In 2004 she took part in one episode of the BBC series Who Do You Think You Are?, which investigated her family history. Syal was apparently surprised to discover both her grandfathers had actively campaigned against British rule and presence in India: one was a communist journalist, and the other was a punjab protestor, who was imprisoned and tortured in the Golden Temple after protesting.


In January 2005, Syal married her frequent collaborator, Sanjeev Bhaskar, who plays her grandson in The Kumars At No. 42; the marriage took place in Lichfield, Staffordshire. Their baby, a boy named Shaan, was born at the Portland Hospital on 2 December 2005. Syal has a daughter called Chameli from her former marriage to journalist Shekhar Bhatia. Her brother is investigative journalist Rajeev Syal. In February 2009 British entertainers David Baddiel, Bill Bailey, Morwenna Banks, Sanjeev Bhaskar, Jo Brand, Russell Brand, Rob Brydon, Jimmy Carr, Jack Dee, Omid Djalili, Sean Lock, Lee Mack, Alexei Sayle, Meera Syal, Mark Thomas said in an open letter printed in the The Times of London of the Bahá'í leaders to be on trial in Iran: "In reality, their only “crime”, which the current regime finds intolerable, is that they hold a religious belief that is different from the majority….

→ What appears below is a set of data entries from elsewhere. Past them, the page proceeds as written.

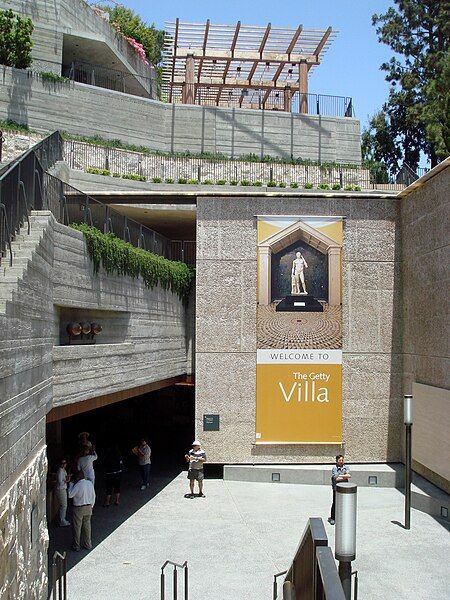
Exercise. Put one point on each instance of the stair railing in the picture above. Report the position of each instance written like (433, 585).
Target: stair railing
(176, 566)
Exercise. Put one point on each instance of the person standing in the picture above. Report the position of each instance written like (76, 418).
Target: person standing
(339, 473)
(113, 472)
(83, 495)
(62, 480)
(86, 462)
(144, 453)
(196, 459)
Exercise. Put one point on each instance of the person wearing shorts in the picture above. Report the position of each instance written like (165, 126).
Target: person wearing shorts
(196, 459)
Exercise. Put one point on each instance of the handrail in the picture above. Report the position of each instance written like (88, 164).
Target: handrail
(59, 576)
(329, 585)
(175, 565)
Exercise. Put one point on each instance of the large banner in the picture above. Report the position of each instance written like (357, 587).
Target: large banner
(299, 330)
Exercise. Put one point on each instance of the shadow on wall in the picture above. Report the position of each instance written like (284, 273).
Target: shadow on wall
(19, 94)
(253, 137)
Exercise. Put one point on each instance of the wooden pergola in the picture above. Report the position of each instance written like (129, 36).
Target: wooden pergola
(241, 65)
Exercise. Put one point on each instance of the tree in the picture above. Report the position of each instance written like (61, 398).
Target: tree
(15, 40)
(416, 114)
(129, 24)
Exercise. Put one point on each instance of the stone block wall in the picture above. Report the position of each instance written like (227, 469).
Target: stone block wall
(425, 271)
(80, 109)
(226, 327)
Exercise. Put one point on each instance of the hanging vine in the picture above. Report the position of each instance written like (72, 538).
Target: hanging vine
(121, 258)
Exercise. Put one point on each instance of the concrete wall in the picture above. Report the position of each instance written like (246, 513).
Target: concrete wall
(425, 272)
(226, 327)
(51, 274)
(54, 18)
(80, 109)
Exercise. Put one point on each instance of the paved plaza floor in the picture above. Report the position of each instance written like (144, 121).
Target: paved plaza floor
(242, 533)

we register our solidarity with all those in Iran who are being persecuted for promoting the best development of society …(and) with the governments, human rights organisations and people of goodwill throughout the world who have so far raised their voices calling for a fair trial, if not the complete release of the Baha’i leaders in Iran." Echoing the comments earlier in the month made by two hundred and sixty seven non-Bahá'í Iranian academics, writers, artists, journalists and activists from some 21 countries including Iran who signed an open letter of apology posted to Iranian.com and stating they were "ashamed" and pledging their support in Bahá'ís achieving the rights detailed in the Universal Declaration of Human Rights for the Bahá'ís in Iran.